La juge Chana Lomp du tribunal de Jérusalem a abordé cet argument dans sa décision prise au mois de mai, en avançant que Leifer semblait bien souffrir de maladie mentale, mais « pas de problèmes psychotiques… de maladie mentale au sens juridique du terme » qui justifieraient l’arrêt des poursuites lancées à son encontre.

La défense a également demandé à soumettre un témoignage supplémentaire : celui d’un médecin-chef du service pénitentiaire israélien qui, selon elle, « rejetait complètement » le jugement rendu par le tribunal de district de Jérusalem, qui avait statué que Leifer était malade mentale.

Manny Wax (à droite), défenseur des droits des victimes, brandit un téléphone depuis lequel les victimes présumées de Malka Leifer, Dassi Erlich, Nicole Meyer et Elie Sapper, parlent à des journalistes au tribunal de district de Jérusalem, le 26 mai 2020. (Jacob Magid/Times of Israel)

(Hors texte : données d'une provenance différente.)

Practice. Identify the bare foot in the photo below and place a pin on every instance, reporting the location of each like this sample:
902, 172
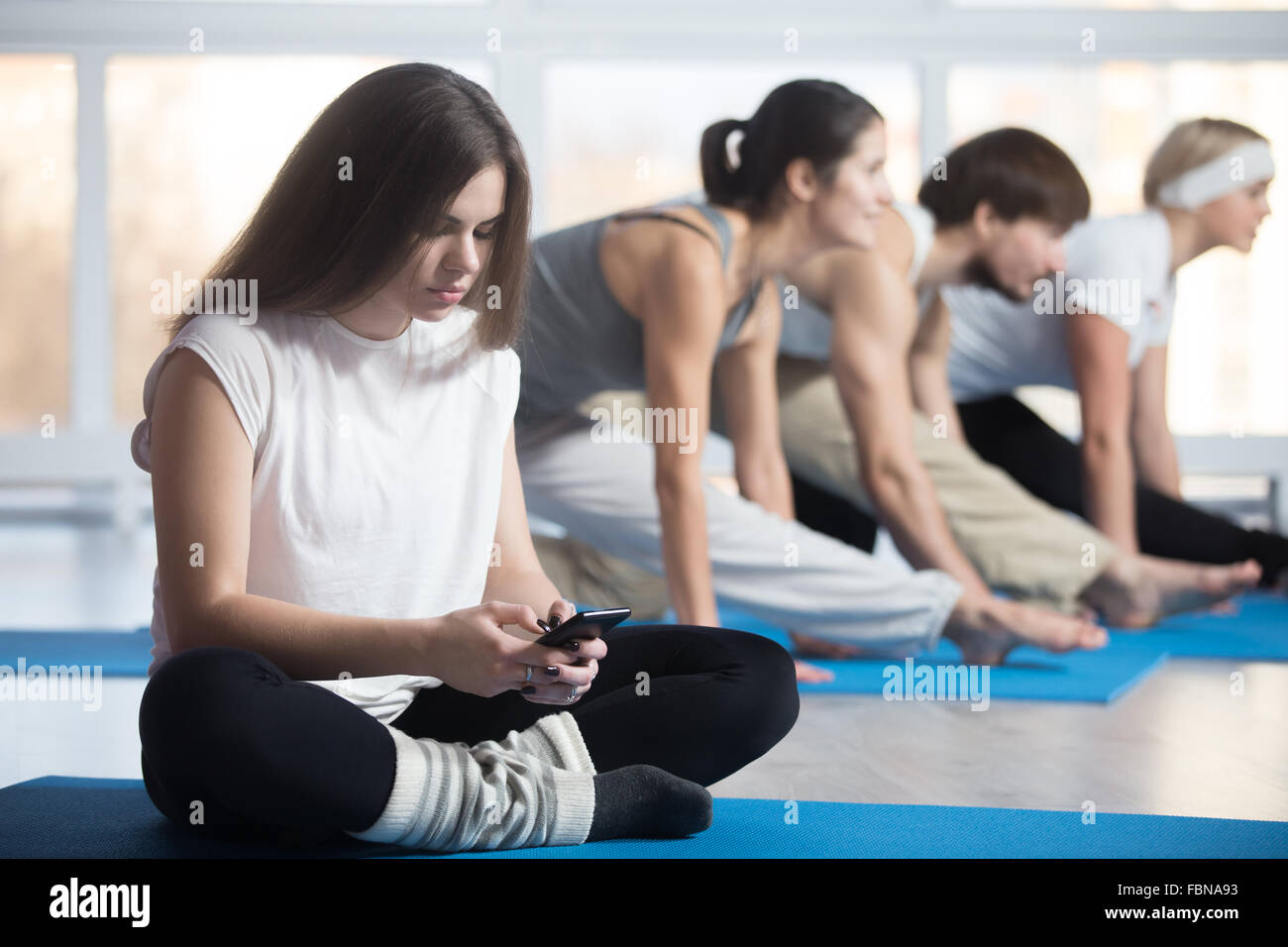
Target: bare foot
822, 648
987, 629
1137, 590
811, 674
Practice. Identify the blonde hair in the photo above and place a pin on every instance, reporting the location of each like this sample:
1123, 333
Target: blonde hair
1190, 145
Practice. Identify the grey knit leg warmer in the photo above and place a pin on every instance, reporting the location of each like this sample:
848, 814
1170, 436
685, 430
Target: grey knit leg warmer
510, 793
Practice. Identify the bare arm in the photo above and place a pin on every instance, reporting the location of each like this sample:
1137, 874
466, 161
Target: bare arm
747, 373
875, 318
1098, 354
927, 368
515, 574
1153, 446
682, 318
201, 482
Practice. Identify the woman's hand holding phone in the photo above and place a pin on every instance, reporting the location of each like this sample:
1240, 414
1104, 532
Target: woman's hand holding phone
469, 651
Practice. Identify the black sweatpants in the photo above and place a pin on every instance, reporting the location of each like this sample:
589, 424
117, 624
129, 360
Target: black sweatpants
1006, 433
270, 758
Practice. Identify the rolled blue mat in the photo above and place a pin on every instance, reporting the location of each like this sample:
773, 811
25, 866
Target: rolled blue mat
119, 654
1257, 630
67, 817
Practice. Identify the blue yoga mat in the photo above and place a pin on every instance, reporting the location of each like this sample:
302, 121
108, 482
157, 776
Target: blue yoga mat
1256, 631
65, 817
1098, 677
120, 654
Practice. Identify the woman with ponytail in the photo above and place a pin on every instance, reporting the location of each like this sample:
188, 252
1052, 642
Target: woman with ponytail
670, 299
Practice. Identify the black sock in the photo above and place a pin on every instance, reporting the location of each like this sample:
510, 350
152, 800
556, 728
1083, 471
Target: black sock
643, 801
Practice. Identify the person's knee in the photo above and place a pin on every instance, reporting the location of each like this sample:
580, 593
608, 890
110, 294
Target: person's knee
769, 698
191, 688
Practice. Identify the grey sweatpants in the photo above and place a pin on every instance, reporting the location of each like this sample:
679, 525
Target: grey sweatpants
780, 571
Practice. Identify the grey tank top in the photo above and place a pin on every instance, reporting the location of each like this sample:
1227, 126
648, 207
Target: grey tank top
807, 328
578, 339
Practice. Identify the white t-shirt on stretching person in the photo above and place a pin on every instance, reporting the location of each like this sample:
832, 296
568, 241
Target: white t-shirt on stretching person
377, 468
1000, 344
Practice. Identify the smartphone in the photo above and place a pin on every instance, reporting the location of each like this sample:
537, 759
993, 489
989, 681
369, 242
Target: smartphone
592, 624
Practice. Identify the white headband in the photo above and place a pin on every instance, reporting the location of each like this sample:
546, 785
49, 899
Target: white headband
1244, 165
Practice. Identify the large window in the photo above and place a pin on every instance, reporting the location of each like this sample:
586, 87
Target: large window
38, 193
1229, 337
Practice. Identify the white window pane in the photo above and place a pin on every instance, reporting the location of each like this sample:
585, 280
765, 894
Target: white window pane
1132, 4
38, 192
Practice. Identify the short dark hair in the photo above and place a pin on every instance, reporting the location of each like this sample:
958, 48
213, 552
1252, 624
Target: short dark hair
1017, 170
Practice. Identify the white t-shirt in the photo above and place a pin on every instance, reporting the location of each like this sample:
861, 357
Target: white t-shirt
376, 486
807, 329
1119, 265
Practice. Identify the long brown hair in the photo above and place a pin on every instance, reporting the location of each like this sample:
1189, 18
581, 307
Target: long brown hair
413, 136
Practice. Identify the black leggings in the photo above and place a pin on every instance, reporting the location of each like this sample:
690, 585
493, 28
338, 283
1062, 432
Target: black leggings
269, 757
833, 515
1006, 433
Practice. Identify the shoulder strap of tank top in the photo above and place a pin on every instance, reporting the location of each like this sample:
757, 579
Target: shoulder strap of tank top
921, 222
720, 245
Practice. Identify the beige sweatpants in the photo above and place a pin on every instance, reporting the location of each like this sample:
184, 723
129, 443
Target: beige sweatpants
1018, 544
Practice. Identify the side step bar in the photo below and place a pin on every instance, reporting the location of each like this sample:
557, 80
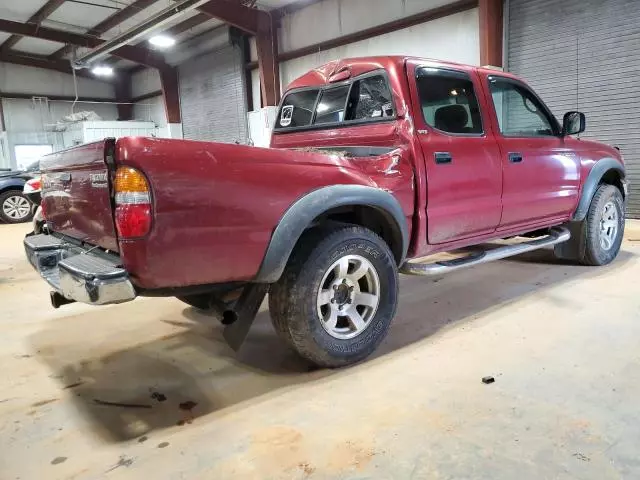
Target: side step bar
556, 235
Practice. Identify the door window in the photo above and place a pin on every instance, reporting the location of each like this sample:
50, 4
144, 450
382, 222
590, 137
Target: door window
448, 101
519, 112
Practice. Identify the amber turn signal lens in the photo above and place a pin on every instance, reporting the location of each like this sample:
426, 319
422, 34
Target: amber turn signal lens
130, 180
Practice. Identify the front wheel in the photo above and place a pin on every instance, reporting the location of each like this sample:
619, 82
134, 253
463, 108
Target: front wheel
15, 207
603, 226
337, 296
596, 240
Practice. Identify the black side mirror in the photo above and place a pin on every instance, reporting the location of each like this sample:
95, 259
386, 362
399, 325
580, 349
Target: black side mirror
573, 123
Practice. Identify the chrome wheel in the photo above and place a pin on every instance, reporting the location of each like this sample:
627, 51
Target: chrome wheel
348, 297
16, 207
609, 226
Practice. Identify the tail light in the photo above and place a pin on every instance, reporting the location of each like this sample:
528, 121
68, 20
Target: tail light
133, 203
32, 186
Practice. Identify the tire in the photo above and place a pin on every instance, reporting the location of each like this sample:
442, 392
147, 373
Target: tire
15, 207
603, 227
348, 328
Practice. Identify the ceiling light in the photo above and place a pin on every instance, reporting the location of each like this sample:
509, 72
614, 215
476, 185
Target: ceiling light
102, 71
162, 41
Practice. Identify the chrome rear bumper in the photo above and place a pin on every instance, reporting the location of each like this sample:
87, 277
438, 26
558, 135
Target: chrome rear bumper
77, 273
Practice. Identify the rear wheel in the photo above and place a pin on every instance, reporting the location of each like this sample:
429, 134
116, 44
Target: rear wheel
337, 296
15, 207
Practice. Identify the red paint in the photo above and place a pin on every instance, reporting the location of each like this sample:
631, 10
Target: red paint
216, 205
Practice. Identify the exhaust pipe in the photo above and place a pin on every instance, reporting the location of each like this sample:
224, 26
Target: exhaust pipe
57, 300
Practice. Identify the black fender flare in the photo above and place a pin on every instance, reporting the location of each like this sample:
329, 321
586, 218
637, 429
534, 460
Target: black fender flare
590, 186
301, 214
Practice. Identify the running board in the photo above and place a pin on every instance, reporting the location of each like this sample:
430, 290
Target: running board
556, 235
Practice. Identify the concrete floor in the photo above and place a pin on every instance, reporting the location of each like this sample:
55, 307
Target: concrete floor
563, 343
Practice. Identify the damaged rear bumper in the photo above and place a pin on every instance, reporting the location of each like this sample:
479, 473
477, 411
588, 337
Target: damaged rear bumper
77, 273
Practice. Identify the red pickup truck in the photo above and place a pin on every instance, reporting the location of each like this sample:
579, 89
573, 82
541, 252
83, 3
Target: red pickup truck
374, 164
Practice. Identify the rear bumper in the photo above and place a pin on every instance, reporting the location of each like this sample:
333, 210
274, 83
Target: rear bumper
79, 274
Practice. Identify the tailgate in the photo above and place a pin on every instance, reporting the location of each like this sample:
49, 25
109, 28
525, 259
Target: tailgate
76, 194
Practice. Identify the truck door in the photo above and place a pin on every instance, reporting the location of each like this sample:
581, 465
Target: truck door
462, 160
541, 174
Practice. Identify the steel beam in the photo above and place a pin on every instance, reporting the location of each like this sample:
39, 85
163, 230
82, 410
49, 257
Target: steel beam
128, 52
35, 19
170, 94
406, 22
490, 15
56, 65
107, 24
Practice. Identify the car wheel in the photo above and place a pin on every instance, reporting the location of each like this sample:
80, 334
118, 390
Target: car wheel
603, 227
15, 207
336, 299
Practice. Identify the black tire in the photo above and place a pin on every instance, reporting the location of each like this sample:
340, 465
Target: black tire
292, 300
4, 197
593, 252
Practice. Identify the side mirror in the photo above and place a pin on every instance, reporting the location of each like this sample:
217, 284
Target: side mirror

La réponse de la Cour suprême au dernier appel aura probablement des implications sur une action civile distincte déposée le mois dernier par un autre avocat représentant Leifer. Avraham Ambar soutient que, si le panel psychiatrique a effectivement raison de conclure que sa cliente simule une maladie mentale, le service des prisons israélien (IPS) lui a négligemment prescrit des médicaments antipsychotiques pendant des années, sans raison. L’avocat a envoyé une lettre à l’IPS lui demandant d’indiquer si elle soutenait ses médecins, qui ont prescrit à Leifer un médicament aussi puissant. L’IPS a répondu en disant qu’elle soutenait ses psychiatres.

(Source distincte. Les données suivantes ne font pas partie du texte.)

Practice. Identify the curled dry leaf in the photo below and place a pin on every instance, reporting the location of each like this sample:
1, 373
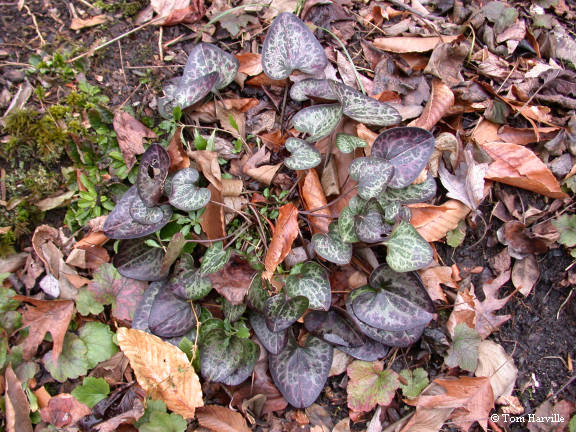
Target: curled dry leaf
519, 166
285, 233
162, 370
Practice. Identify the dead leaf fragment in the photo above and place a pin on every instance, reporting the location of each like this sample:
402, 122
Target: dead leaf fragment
162, 370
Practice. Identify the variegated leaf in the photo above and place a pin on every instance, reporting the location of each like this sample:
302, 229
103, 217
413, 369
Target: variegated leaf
215, 258
372, 175
304, 156
311, 282
408, 149
207, 58
120, 225
290, 45
348, 143
282, 312
185, 195
365, 109
152, 173
331, 247
300, 372
274, 342
312, 88
407, 250
138, 261
334, 327
317, 120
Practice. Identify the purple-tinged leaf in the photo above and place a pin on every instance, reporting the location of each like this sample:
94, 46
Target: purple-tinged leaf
300, 372
120, 224
334, 327
274, 342
152, 174
365, 109
290, 45
312, 88
408, 149
372, 174
304, 156
184, 194
138, 261
282, 312
317, 120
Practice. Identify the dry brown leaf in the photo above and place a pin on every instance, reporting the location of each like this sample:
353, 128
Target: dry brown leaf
433, 222
162, 370
130, 134
440, 101
221, 419
518, 166
408, 44
313, 196
285, 233
45, 316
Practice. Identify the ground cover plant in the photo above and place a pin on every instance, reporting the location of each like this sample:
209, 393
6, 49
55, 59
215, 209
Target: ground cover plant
320, 221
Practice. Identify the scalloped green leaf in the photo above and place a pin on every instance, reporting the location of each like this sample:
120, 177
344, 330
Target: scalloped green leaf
407, 250
300, 372
152, 174
290, 45
372, 175
408, 149
312, 88
215, 258
364, 109
119, 223
138, 261
335, 327
317, 121
282, 312
370, 226
206, 58
348, 143
185, 195
273, 342
311, 282
331, 247
304, 156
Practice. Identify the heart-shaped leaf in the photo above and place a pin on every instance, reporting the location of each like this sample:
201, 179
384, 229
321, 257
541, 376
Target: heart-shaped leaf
281, 312
300, 372
207, 58
348, 143
185, 195
290, 45
365, 109
138, 261
331, 247
372, 175
408, 149
304, 156
410, 194
311, 282
250, 354
120, 224
407, 250
169, 315
370, 226
312, 87
317, 120
190, 285
274, 342
215, 258
152, 173
334, 327
220, 355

Ambar a déclaré mercredi au Times of Israël que si la Cour suprême devait rejeter le dernier appel, il poursuivrait son action contre l’IPS.

Leifer est accusée d’agression sexuelle suite aux accusations portées par trois sœurs qui disent avoir été abusées alors qu’elle était enseignante et directrice de l’école religieuse ultra-orthodoxe Adass qu’elles fréquentaient à Melbourne. En 2008, lorsque les allégations ont fait surface, Leifer, née en Israël, a quitté l’école en Australie et est retournée en Israël.

Leifer a été assignée à résidence en 2014 après que l’Australie a déposé une demande d’extradition et a subi les débuts d’une procédure d’extradition. Mais celle-ci a pris fin en 2016, lorsqu’une évaluation de santé mentale a déterminé qu’elle n’était pas apte à être jugée.

Elle a été arrêtée à nouveau deux ans plus tard et les procédures à son encontre traînent en longueur depuis plus de quatre ans.